As it turns out, Rodgers has been driven by all sorts of motivations; some of which are more subtle. In the latest installment of his always-interesting weekly "Tuesdays With Aaron" radio show with ESPN Wisconsin's Jason Wilde, Rodgers told the story of an incident at Cal that still seems to burn. (H/T to the Sports Rapport site for the transcript):
I'm in this food appreciation class, and there's about 10 football players in the class of 200. Two teachers teaching it — they kind of alternated — anyway, there were breakout classes as well of about 30 that you were in where you went over your papers and got your homework assignments and stuff.
Long story short, we wrote this paper. For whatever reason, they didn't like the way we cited stuff and everybody in my breakout class got an F on the paper. So, we all got to re-write it, or so I thought. But, when I went to re-write it and turn it back in, I still had an F.
So I asked my breakout group [instructor], "How come I wasn't able to re-write it?" She couldn't give me an answer.
We started [football practice] at 2pm at Cal. The office hours for one of the teachers [also] started at 2. So I told my coach I was gonna be late, that I was gonna go down and talk to this teacher at Cal at her office hours.
I went in there and she was ready for me.
She basically ripped me apart and said that athletes always want stuff given to them, that I wasn't gonna be able to re-write my paper, and on and on and on. She went into this tirade about athletes and entitlements and whatnot. She basically picked on the wrong person in the class because I was probably the best student out of the 11 football players in there. I was second-team all-academic at Cal, if you do your research there.
To get to the best part of the story, she's looking at me, condescending, talking down to me. And she says, "What do you want to do with yourself?"
I said, "I want to play in the NFL."
She laughed. She LAUGHED at me. It was a condescending laugh and she said, "You'll never make it. You'll get hurt.
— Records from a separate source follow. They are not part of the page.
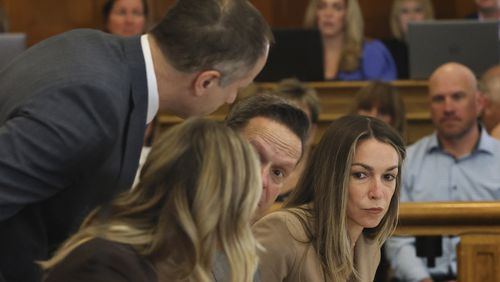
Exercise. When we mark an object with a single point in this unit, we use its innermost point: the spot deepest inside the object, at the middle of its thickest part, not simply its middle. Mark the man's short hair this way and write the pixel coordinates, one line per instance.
(225, 35)
(269, 106)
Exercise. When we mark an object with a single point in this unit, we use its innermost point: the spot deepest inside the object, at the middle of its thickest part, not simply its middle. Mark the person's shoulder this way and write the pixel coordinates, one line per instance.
(287, 222)
(103, 260)
(371, 44)
(495, 133)
(420, 144)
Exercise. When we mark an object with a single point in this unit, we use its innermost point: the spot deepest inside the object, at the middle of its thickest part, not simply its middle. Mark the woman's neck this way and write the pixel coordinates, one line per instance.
(354, 231)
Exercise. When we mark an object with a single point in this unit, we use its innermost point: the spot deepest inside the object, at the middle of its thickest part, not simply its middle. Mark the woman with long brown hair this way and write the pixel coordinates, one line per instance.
(344, 207)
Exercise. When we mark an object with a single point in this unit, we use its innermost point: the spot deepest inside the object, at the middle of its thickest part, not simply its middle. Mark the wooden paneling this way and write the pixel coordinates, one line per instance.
(41, 19)
(479, 258)
(336, 99)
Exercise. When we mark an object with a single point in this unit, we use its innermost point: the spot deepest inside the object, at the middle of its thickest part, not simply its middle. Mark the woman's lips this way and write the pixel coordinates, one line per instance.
(375, 210)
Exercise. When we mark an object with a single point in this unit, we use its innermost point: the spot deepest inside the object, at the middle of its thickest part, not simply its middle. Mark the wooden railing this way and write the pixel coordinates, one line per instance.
(476, 223)
(336, 99)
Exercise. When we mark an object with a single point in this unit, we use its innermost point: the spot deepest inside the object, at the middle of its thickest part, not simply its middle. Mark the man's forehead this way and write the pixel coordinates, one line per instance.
(271, 137)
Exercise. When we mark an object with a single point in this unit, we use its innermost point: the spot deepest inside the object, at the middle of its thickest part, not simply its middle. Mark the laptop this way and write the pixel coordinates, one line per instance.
(296, 53)
(11, 45)
(469, 42)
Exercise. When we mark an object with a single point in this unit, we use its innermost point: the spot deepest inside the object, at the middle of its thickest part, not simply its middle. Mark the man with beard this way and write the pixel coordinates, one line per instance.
(458, 162)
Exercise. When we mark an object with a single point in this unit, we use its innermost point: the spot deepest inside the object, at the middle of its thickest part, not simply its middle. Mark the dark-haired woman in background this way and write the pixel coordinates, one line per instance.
(381, 100)
(125, 17)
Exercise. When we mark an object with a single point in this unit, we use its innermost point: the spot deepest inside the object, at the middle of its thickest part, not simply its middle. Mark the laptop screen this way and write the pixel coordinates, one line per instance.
(469, 42)
(295, 53)
(11, 45)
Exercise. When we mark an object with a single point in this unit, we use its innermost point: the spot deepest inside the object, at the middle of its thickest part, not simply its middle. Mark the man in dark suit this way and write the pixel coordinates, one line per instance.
(73, 110)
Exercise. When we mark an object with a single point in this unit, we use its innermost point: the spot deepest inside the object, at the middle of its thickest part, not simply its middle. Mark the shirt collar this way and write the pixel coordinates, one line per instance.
(150, 74)
(486, 143)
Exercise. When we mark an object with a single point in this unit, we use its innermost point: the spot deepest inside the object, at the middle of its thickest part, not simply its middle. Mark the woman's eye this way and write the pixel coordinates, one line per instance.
(389, 177)
(359, 175)
(278, 173)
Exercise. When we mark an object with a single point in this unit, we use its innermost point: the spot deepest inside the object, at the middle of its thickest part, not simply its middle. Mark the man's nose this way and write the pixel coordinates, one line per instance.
(265, 177)
(375, 191)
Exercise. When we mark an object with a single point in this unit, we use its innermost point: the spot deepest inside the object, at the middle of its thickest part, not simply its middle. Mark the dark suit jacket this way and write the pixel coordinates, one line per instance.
(72, 120)
(99, 260)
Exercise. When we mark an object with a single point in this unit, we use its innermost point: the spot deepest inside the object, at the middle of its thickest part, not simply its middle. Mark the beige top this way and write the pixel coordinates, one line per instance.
(288, 256)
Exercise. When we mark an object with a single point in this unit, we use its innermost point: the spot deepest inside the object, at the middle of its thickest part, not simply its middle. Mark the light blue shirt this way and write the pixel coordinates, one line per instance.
(432, 175)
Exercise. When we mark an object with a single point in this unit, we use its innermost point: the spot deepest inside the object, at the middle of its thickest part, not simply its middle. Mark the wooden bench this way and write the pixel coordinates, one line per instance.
(336, 99)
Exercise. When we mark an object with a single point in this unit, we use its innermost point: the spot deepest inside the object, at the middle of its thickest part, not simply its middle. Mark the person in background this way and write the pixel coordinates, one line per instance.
(486, 10)
(347, 54)
(460, 161)
(343, 209)
(125, 17)
(181, 214)
(381, 100)
(490, 88)
(306, 99)
(74, 108)
(404, 12)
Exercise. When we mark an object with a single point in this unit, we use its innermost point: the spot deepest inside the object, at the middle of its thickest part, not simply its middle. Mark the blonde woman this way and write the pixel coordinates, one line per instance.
(347, 55)
(381, 100)
(194, 201)
(343, 209)
(402, 13)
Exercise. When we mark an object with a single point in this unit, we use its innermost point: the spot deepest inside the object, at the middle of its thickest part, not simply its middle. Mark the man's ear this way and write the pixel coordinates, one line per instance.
(205, 80)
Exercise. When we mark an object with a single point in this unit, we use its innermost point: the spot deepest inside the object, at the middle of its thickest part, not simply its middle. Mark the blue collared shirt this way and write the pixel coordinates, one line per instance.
(432, 175)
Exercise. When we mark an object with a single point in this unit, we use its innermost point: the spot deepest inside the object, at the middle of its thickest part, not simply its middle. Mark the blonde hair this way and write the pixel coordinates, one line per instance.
(193, 200)
(385, 97)
(396, 12)
(354, 33)
(320, 199)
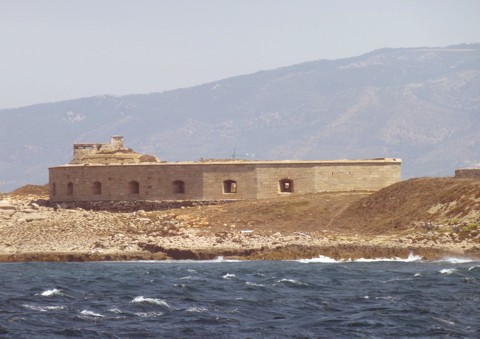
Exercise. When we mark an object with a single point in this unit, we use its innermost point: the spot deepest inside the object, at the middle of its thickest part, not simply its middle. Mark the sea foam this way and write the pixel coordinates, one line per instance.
(50, 293)
(324, 259)
(152, 301)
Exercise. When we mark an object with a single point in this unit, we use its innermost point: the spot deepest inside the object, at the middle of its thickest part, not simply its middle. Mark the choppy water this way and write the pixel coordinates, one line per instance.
(311, 298)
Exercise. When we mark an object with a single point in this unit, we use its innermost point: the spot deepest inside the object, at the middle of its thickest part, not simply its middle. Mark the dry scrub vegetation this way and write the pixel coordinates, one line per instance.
(428, 216)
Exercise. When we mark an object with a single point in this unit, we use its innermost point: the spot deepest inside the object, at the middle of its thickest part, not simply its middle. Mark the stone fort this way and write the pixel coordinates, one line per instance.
(111, 172)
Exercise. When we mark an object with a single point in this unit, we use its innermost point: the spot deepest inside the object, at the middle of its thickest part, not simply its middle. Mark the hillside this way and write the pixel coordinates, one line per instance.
(430, 217)
(418, 104)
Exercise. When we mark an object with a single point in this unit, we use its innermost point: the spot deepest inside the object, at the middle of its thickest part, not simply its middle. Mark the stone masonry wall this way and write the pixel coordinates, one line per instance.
(206, 181)
(468, 173)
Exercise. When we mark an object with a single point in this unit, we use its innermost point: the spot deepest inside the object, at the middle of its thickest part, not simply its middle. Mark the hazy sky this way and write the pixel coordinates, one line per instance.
(54, 50)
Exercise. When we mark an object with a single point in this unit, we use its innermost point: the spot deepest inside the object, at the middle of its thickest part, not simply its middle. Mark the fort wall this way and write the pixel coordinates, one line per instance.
(217, 180)
(468, 173)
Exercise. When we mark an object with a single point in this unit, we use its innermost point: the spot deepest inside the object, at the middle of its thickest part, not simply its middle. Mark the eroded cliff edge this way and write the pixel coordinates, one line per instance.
(430, 217)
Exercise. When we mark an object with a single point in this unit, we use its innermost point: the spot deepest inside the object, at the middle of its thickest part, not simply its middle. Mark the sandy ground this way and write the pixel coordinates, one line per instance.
(429, 217)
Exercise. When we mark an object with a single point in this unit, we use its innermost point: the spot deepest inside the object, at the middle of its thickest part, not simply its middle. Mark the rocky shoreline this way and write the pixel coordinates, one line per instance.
(30, 230)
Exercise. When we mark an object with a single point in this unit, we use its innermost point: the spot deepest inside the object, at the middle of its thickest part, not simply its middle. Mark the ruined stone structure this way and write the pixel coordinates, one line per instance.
(468, 173)
(110, 172)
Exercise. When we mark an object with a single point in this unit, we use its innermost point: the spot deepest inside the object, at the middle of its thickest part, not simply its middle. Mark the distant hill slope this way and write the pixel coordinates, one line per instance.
(420, 104)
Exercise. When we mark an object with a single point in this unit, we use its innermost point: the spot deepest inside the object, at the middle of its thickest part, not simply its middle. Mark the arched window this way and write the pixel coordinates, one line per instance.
(178, 186)
(133, 187)
(229, 186)
(97, 188)
(286, 185)
(70, 188)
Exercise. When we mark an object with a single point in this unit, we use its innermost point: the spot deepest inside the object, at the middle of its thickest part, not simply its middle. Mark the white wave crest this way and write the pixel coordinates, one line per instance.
(91, 314)
(152, 301)
(229, 276)
(43, 308)
(411, 258)
(454, 260)
(51, 293)
(148, 314)
(196, 309)
(291, 282)
(324, 259)
(448, 271)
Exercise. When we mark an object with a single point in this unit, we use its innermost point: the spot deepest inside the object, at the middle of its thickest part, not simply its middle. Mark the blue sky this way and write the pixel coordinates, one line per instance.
(57, 50)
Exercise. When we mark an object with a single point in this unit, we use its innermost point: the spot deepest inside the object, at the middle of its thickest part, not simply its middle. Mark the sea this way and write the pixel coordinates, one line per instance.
(315, 298)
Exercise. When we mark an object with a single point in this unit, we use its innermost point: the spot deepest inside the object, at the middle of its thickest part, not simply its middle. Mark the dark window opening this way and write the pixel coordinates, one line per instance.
(229, 186)
(70, 188)
(97, 188)
(286, 185)
(133, 187)
(178, 186)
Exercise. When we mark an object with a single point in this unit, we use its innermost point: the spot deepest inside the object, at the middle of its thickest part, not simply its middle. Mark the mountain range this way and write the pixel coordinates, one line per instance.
(418, 104)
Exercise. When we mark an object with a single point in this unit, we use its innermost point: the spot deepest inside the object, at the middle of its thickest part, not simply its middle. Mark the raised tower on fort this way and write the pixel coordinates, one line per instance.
(111, 172)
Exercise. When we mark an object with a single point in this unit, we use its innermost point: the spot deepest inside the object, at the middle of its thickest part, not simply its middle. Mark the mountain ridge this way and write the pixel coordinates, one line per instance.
(418, 104)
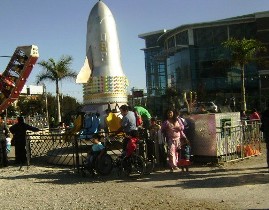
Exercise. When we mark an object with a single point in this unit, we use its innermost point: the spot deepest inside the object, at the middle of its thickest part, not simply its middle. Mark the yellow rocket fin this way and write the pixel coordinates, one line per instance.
(85, 73)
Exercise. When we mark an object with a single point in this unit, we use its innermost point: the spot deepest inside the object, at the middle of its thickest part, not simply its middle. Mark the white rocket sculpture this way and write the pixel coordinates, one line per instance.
(102, 74)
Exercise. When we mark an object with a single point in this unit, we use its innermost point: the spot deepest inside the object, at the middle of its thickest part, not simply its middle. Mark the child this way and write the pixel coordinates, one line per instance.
(97, 150)
(184, 155)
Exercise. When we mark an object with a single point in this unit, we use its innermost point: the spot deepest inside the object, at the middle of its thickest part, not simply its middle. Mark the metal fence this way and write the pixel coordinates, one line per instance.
(232, 142)
(239, 142)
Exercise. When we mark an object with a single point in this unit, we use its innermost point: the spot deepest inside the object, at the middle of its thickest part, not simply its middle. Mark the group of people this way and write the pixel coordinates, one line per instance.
(169, 139)
(18, 132)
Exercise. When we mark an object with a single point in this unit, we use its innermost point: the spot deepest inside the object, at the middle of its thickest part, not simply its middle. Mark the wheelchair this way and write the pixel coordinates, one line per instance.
(133, 165)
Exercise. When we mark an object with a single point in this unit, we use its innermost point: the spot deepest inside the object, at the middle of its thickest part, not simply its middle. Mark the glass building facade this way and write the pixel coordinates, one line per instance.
(191, 58)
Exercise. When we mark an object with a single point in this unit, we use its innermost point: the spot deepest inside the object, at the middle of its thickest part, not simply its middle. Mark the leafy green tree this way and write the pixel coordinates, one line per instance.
(243, 52)
(55, 72)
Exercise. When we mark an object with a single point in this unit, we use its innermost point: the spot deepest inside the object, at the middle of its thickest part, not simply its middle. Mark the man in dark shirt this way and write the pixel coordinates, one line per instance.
(19, 137)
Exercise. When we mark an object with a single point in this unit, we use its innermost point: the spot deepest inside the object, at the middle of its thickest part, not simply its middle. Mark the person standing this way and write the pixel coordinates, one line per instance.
(19, 137)
(145, 115)
(3, 148)
(128, 124)
(172, 128)
(265, 130)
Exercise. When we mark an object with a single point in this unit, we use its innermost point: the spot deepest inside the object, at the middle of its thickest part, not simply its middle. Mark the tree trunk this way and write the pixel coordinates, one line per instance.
(243, 91)
(58, 101)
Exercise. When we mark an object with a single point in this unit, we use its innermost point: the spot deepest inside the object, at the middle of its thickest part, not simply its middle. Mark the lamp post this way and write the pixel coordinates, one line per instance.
(262, 73)
(46, 103)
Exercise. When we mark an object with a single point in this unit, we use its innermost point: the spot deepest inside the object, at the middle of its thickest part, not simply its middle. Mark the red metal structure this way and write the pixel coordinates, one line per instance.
(16, 73)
You'll need your education, and you're not gonna make it through school here."
I said, "OK. I don't agree with any of that."
I just want to tell this to you today. "Thank you for adding to that chip on my shoulder and I hope that you're a fan."
So, yeah -- if you're in the mood to criticize Aaron Rodgers, keep in mind that he does not forget, and he's of the opinion that revenge is a dish best served cold.